Colonel Waring took his place with the rest of the men. All difference in rank was forgotten. The old soldier looked in at the thatched barrack on his way to his post. Ruth ran to meet him, and flung her arms round his neck.
“Dear Colonel Waring,” she cried, “let me go with you. It’s terrible waiting here helpless, and not knowing anything.”
“What, in heaven’s name, can you do, my dear?” exclaimed the Colonel blankly.
“I can load muskets for you,” she whispered.
The old man did not at once reply. He stared at the girl in amazement.
“By God, you’re right, my girl,” said he, at last huskily. “You’re a soldier’s daughter, and you’ll fight and die, if need be, like a soldier. Come!”
Not another word was said. The brave English girl, erect and dauntless, followed the old man to the wall, and took her place by his side.
“As soon as I have fired a musket, re-load it.”
The veteran spoke sternly, and with a soldier’s air of command. His eyes shone with a wild, fierce light such as Ruth had never seen in them before. She was conscious of a change even in herself.

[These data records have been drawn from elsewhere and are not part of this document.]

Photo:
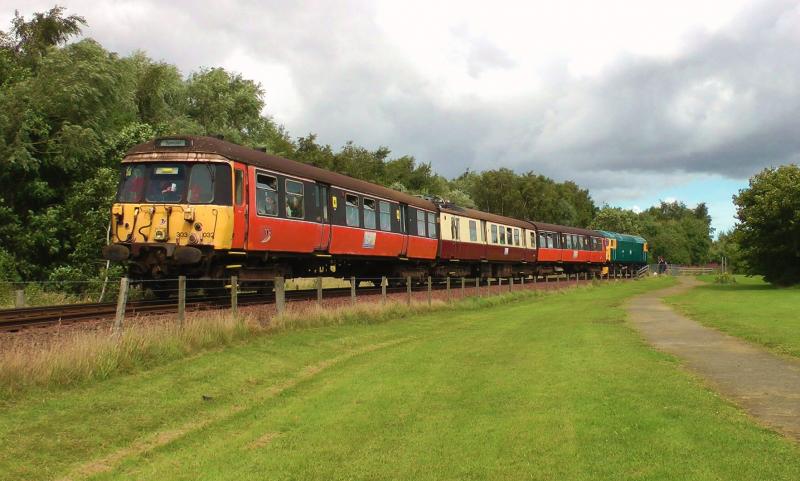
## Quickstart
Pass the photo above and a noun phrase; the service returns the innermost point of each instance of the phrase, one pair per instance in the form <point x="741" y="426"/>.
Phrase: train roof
<point x="622" y="237"/>
<point x="246" y="155"/>
<point x="480" y="215"/>
<point x="563" y="228"/>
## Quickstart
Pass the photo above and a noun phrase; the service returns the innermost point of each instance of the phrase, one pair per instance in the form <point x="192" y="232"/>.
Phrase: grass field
<point x="750" y="309"/>
<point x="552" y="388"/>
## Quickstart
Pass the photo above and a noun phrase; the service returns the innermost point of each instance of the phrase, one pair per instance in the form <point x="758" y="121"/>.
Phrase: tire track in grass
<point x="163" y="438"/>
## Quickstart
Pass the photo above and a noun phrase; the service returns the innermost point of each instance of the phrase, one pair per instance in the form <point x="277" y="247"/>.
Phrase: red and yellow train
<point x="208" y="209"/>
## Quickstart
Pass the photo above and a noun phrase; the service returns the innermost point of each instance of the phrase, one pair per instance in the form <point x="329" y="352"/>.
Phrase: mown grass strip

Their old relations had changed: they were now comrades fighting for their lives.
Ruth knew perfectly well how to load a musket, and she was so expert, and the old Colonel fired so rapidly, that in less than five minutes the guns became too hot to hold without great pain. Apart from the heat caused by the firing, the sun made the barrels as though they had been thrust in a furnace. The girl felt her hands becoming scorched; but she bravely endured the torture, and Waring, who was shooting as coolly as though he were knocking over pheasants, every bullet bringing down its man, never had to wait for a loaded weapon.
It was soon seen that the rabble had no heart for fighting. They halted at about two hundred yards from the entrenchment wall, and no efforts of the sepoys behind could induce them to advance a single inch farther. The fire of the defenders was wildly returned, but only with muskets. The spiking of the guns the previous night rendered the guns unusable.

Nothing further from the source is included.